Model-based RL/control have gained significant traction in robotics. Yet, these approaches often remain data-inefficient and lack the explainability of hand-engineered solutions. This makes them difficult to debug/integrate in safety-critical settings. However, in many systems, prior knowledge of environment kinematics/dynamics is available. Incorporating such priors can help address the aforementioned problems by reducing problem complexity and the need for exploration, while also facilitating the expression of the decisions taken by the agent in terms of physically meaningful entities. Our aim with this paper is to illustrate and support this point of view via a case-study. We model a payload manipulation problem based on a real robotic system, and show that leveraging prior knowledge about the dynamics of the environment in an MPC framework can lead to improvements in explainability, safety and data-efficiency, leading to satisfying generalization properties with less data.
Paper Structure (11 sections, 14 equations, 4 figures, 2 tables)

This paper contains 11 sections, 14 equations, 4 figures, 2 tables.

Figures (4)

  • Figure 1: (a) The SOTO2 robot (left) and its gripper (right), which is composed of two conveyor belts. The motion of each belt cover is set via independent velocity controls, and the distance between the two can be adjusted via position control. The aim of a control episode is to rotate boxes of varying and unknown mass distributions by $\frac{\pi}{2}$ in a safe manner, i.e. the box should either remain well balanced on the conveyors, or manipulation should safely be aborted. (b) Our pybullet simulation of the gripper, based on roller conveyors. (c, top) Initial conditions in each episode. (c, bottom) Target pose. (d) Example final state from a safe rotation, where the box stays well balanced. Depending on the mass distribution and the center of mass, this can be difficult to achieve, leading to unsafe rotation as shown in (e).

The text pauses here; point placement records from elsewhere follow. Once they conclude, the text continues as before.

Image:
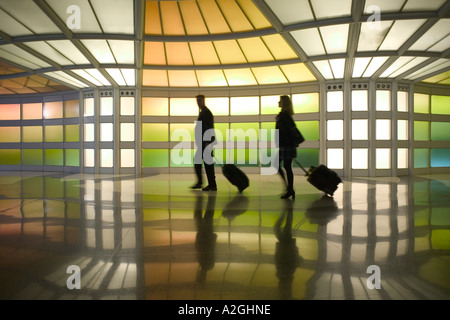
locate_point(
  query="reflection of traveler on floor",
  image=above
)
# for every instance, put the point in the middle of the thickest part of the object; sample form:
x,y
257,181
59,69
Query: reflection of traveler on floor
x,y
287,257
204,124
287,147
205,240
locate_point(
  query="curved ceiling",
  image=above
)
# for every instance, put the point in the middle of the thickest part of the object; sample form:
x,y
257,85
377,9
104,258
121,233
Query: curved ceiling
x,y
54,45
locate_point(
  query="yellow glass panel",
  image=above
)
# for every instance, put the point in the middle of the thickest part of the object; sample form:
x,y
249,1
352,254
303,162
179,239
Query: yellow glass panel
x,y
240,77
152,18
211,78
71,108
155,106
32,134
178,53
297,73
235,17
279,48
154,53
229,52
255,50
183,107
32,111
204,53
53,110
53,133
171,18
182,78
9,134
193,20
269,75
9,111
156,78
213,17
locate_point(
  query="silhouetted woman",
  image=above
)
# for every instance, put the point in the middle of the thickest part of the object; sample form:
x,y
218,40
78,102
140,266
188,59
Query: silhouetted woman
x,y
287,147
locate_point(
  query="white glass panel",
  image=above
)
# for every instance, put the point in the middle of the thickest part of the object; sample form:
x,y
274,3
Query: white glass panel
x,y
360,129
335,129
89,107
127,158
383,129
127,106
106,158
106,132
89,132
360,158
383,158
383,100
89,157
127,132
402,129
402,158
402,101
106,106
335,101
335,158
359,100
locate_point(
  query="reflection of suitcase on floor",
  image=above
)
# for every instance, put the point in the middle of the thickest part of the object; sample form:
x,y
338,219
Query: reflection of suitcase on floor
x,y
236,176
322,178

  • Figure 2: (a) Top view diagram of the two conveyor belts with illustrative force vectors $F_i$. The shaded volumes, which are those that rest on the conveyor belts, are used to compute torque, friction and the velocity control to force mapping. They are denoted $S_1$ (green) and $S_2$ (red) in the text. (b) Top view illustration of the conveyors with a box on top of them, along with the referential $x,y$ attached to the conveyors. Also shown are the different position and velocity controls. The position controls $\delta p^+_i,\delta p^-_i$ can move the conveyors closer or apart along the $y$ axis, and the velocity controls $\delta v^+_i,\delta v^-_i$ move the surface of the conveyors up/down along the $x$ axis. The action space is thus in $\mathbb{R}^4$. (c,d) Example of ground truth and estimated mass distributions. Each distribution is approximated by a binary occupancy grid and a total mass value $M$, equally distributed between the occupied cells. In our implementation, an infinitesimal positive value is added to the mass of each voxel, in order to avoid degenerate cases with zero friction at contact points. The predicted mass distribution is used to compute the moments of inertia matrix and the center of mass.

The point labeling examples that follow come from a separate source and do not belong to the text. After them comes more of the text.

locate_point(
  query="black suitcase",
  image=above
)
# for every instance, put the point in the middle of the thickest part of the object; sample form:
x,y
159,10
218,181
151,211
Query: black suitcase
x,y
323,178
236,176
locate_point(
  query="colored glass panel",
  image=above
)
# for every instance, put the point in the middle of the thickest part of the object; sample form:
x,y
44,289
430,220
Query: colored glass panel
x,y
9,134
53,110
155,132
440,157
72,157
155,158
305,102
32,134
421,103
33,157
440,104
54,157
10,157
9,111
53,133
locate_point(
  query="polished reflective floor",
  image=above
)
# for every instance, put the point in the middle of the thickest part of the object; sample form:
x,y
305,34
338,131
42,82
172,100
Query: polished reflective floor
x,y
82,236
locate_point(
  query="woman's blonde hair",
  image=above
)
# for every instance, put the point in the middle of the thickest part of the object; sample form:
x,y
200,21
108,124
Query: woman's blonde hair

  • Figure 3: (a,b) Mappings obtained between applied velocity controls to the different $F_i$. (c) Balance score obtained on the $30$ non-hazardous mass distributions. The shaded area corresponds to one standard deviation around the median. Note that the maximum error (dashed red lines) is caused by an inaccurate prediction from $\hat{\Pi}$.
  • Figure 4: Mass distributions (referred to as Distributions A,B,C,D) used in the first set of experiments.